U.S. takes next steps in dispute process with Mexico
The United States is establishing a dispute settlement panel under the United States-Mexico-Canada Agreement for Mexico’s ban of GMO corn.
Missouri Corn CEO Bradley Schad says this is the next step in the dispute process with Mexico.
“The U.S. brought the action to bring the dispute and now, the panel will move forward and start the process of making sure our voices are heard, farmers are heard and we hold Mexico accountable for what they agreed to in the USMCA.”
Earlier this year, the office of the U.S. Trade Representative started a conversation with Mexico to resolve the dispute and said it would consider all options if Mexico didn’t return to science base policies.

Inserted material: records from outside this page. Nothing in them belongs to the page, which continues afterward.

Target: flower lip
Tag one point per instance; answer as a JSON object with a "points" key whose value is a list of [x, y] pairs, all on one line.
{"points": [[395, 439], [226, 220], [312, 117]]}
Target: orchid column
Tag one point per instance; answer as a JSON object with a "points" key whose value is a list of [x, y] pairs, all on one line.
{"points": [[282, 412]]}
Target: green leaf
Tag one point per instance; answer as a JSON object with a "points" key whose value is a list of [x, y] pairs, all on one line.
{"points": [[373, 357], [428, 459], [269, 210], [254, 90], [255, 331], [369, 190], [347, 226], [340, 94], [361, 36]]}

The USTR says through the action announced today, they will seek to resolve U.S. concerns fully.
Chairman of the House Ways and Means Committee Jason Smith from Missouri tells Brownfield this is a process that will take time, but…

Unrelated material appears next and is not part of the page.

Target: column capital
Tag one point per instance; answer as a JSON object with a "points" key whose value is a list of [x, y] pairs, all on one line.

“A trade agreement isn’t worth the paper its on if its not enforced.”
Senator Deb Fischer from Nebraska says there can be zero compromise on this issue and if it goes into effect, it would hurt Nebraska producers.
Even as the dispute continues, Schad says there are white corn producers in northwest Missouri who are still sending some corn to Mexico.
“We’re doing everything we can to make sure the market stays open, but it’s difficult. It’s harvest season, but these farmers are looking ahead at what they’ll plant next year. The seed out there that’s available isn’t there either, because that’s not what we agreed to. We agreed to plant what Mexico’s farmers want.”
The American Farm Bureau Federation says Mexico’s ban on bioengineered corn is not only a clear violation of USMCA, it also ignores science and denies families in Mexico safe and affordable food.